"""Code related to general math expressions."""
import collections
import dataclasses
import itertools
import random
import sys
from typing import Optional, Sequence, Dict

import numpy as np
import sympy as sp

from . import constants
from . import conversion_util
from . import sympy_util as sp_util
from . import trees
from .misc_util import timeout, TimeoutError

from .cas import cas_abcs
from .cas import sympy_cas


OPERATOR_ARITIES = constants.OPERATOR_ARITIES
SUPPORTED_OPERATORS = constants.SUPPORTED_OPERATORS

DEFAULT_OPERATOR_WEIGHTS = constants.DEFAULT_OPERATOR_WEIGHTS

ALL_SYMPY_REWRITE_FUNCTIONS = constants.ALL_SYMPY_REWRITE_FUNCTIONS


@dataclasses.dataclass
class LeafProbabilities:
    p_variable: float = 0.75
    p_coefficient: float = 0.0
    p_integer: float = 0.25
    p_constant: float = 0.0

    def __post_init__(self):
        # Normal such that the probabilities sum to zero.
        total = self.p_variable + self.p_coefficient + self.p_integer + self.p_constant
        self.p_variable /= total
        self.p_coefficient /= total
        self.p_integer /= total
        self.p_constant /= total

    def sample(self) -> str:
        choices = ['variable', 'coefficient', 'integer', 'constant']
        p = [self.p_variable, self.p_coefficient, self.p_integer, self.p_constant]
        choice, = random.choices(choices, p)
        return choice


class ExpressionGenerator:

    def __init__(
        self,
        # TODO: Add default for most of these without defaults.
        max_ops: int,
        operator_weights: Optional[Dict[str, float]] = None,
        leaf_probabilities: LeafProbabilities = LeafProbabilities(),
        constant_names: Sequence[str] = ('pi', 'E'),
        # NOTE: There might be issues with stuff when we have more than 1 variable.
        variable_names: Sequence[str] = ('x',),
        n_coefficients: int = 10,
        max_int: int = 10_000,
        rewrite_functions: Sequence[str] = ALL_SYMPY_REWRITE_FUNCTIONS,
        cas: Optional[cas_abcs.CasAbc] = None,
    ):
        if operator_weights is None:
            operator_weights = DEFAULT_OPERATOR_WEIGHTS

        if cas is None:
            cas = sympy_cas.SympyCas()
        self.cas = cas

        self.max_ops = max_ops
        self.max_int = max_int

        self.rewrite_functions = rewrite_functions
        assert len(self.rewrite_functions) == len(set(self.rewrite_functions))
        assert all(f in ALL_SYMPY_REWRITE_FUNCTIONS for f in self.rewrite_functions)

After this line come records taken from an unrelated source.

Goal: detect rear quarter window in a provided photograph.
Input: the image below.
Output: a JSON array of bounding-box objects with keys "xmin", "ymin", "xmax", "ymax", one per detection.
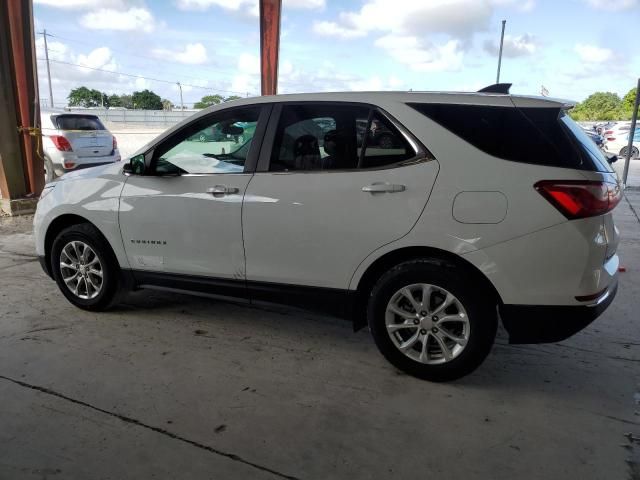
[
  {"xmin": 53, "ymin": 115, "xmax": 106, "ymax": 131},
  {"xmin": 408, "ymin": 103, "xmax": 608, "ymax": 172}
]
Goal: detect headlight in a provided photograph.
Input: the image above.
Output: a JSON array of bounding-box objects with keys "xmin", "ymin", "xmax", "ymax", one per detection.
[{"xmin": 39, "ymin": 185, "xmax": 55, "ymax": 201}]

        ###################################################
        # Set up operators.

        assert len(operator_weights) >= 1 and all(o in SUPPORTED_OPERATORS for o in operator_weights.keys())

        self.all_ops = [o for o in operator_weights.keys()]
        self.una_ops = [o for o in operator_weights.keys() if OPERATOR_ARITIES[o] == 1]
        self.bin_ops = [o for o in operator_weights.keys() if OPERATOR_ARITIES[o] == 2]

        self.all_ops_probs = np.array([w for _, w in operator_weights.items()]).astype(np.float64)
        self.una_ops_probs = np.array([w for o, w in operator_weights.items() if OPERATOR_ARITIES[o] == 1]).astype(np.float64)
        self.bin_ops_probs = np.array([w for o, w in operator_weights.items() if OPERATOR_ARITIES[o] == 2]).astype(np.float64)

        self.all_ops_probs /= self.all_ops_probs.sum()
        self.una_ops_probs /= self.una_ops_probs.sum()
        self.bin_ops_probs /= self.bin_ops_probs.sum()

        assert len(self.all_ops) == len(set(self.all_ops)) >= 1
        assert set(self.all_ops).issubset(SUPPORTED_OPERATORS)
        assert len(self.all_ops) == len(self.una_ops) + len(self.bin_ops)

        ###################################################
        # Set up symbols / elements.
    
        self.digits = [str(i) for i in range(10)]
        self.constants = constant_names
        self.variables = collections.OrderedDict(
            (v, sp.Symbol(v, real=True, nonzero=True))
            for v in variable_names
        )
        self.coefficients = collections.OrderedDict({
            f'a{i}': sp.Symbol(f'a{i}', real=True)
            for i in range(n_coefficients)
        })

        self.d_variable, = itertools.islice(self.variables.values(), 1)

        self.all_leaf_symbols = frozenset(itertools.chain(
            self.variables.keys(), self.constants, self.coefficients.keys()))

        self.n_variables = len(self.variables)
        self.n_coefficients = len(self.coefficients)

        # SymPy elements
        self.local_dict = {}
        for k, v in list(self.variables.items()) + list(self.coefficients.items()):
            assert k not in self.local_dict
            self.local_dict[k] = v

        ####################################################
        # Other stuff.

        self.leaf_probabilities = leaf_probabilities
        self.n_leaves = self._compute_n_leaves()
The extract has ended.